A Labour government would take ‘tough action’ against the junk food and vaping industries to better protect the health of children, the shadow health secretary has promised.

During his keynote address at this year’s Labour Party conference, Wes Streeting said the ‘fundamental problem’ with the NHS was that it ‘gets to people too late’, as he pledged to shift towards a more preventative, community-based model of healthcare.

This comes after he said yesterday at the conference that he wants to see a greater role for community pharmacy.

‘Tough action’ on vaping and junk food

Mr Streeting told conference delegates that he wanted children born today to be part of the ‘healthiest generation that ever lived’.

And he promised that a Labour government would take ‘tough action against those who are cutting our children's lives short’.

This included proposals to ban junk food advertising targeted at children and crack down on flavoured vapes marketed to children.

‘To those in the vaping industry who have sought to addict a generation of children to nicotine with flavours like rainbow burst candy, you have been warned. A Labour government will come down on you like a ton of bricks,’ he said.
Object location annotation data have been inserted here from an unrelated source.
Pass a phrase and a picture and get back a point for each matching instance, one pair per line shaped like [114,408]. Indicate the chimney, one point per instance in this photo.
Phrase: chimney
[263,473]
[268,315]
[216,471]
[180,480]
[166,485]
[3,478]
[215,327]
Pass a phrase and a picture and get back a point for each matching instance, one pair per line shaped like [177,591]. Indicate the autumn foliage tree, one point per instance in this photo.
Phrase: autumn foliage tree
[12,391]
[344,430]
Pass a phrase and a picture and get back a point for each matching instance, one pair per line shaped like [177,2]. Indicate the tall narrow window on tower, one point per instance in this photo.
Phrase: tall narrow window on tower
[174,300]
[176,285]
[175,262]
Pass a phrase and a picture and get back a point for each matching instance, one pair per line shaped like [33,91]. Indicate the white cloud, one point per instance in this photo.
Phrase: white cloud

And he promised that Labour would vote through Prime Minister Rishi Sunak’s proposals to raise the smoking age year on year, an idea previously proposed by a government review and promoted by Mr Streeting in January this year.

‘Neighbourhood health service’

The shadow health secretary also promised a reform of the NHS to a more preventative, community-based model.
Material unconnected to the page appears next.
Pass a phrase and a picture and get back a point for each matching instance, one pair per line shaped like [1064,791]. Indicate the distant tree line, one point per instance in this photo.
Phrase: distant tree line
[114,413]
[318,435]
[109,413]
‘When I look at leading health systems across the world, the fundamental problem with the NHS becomes obvious. We have an NHS that gets to people too late,’ he said.

‘A hospital-based system geared towards late diagnosis and treatment, delivering poorer outcomes at greater cost.’

And he warned that ‘the challenge of rising chronic disease, combined with our ageing society, threatens to bankrupt the NHS’.

He said that Labour’s reforms would ‘turn the NHS on its head’, from ‘hospital to community, analogue to digital, sickness to prevention’.

The NHS would become ‘a neighbourhood health service as much as a National Health Service’ that prevented ill health as well as treating it, added Mr Streeting.

This follows Mr Streeting’s calls yesterday for the government to act now to support the community pharmacy sector, saying that he wanted to see a ‘greater role’ for community pharmacy in delivering more patient care.

And it comes after Labour leader Keir Starmer yesterday promised funding for evening and weekend work to cut hospital waiting lists.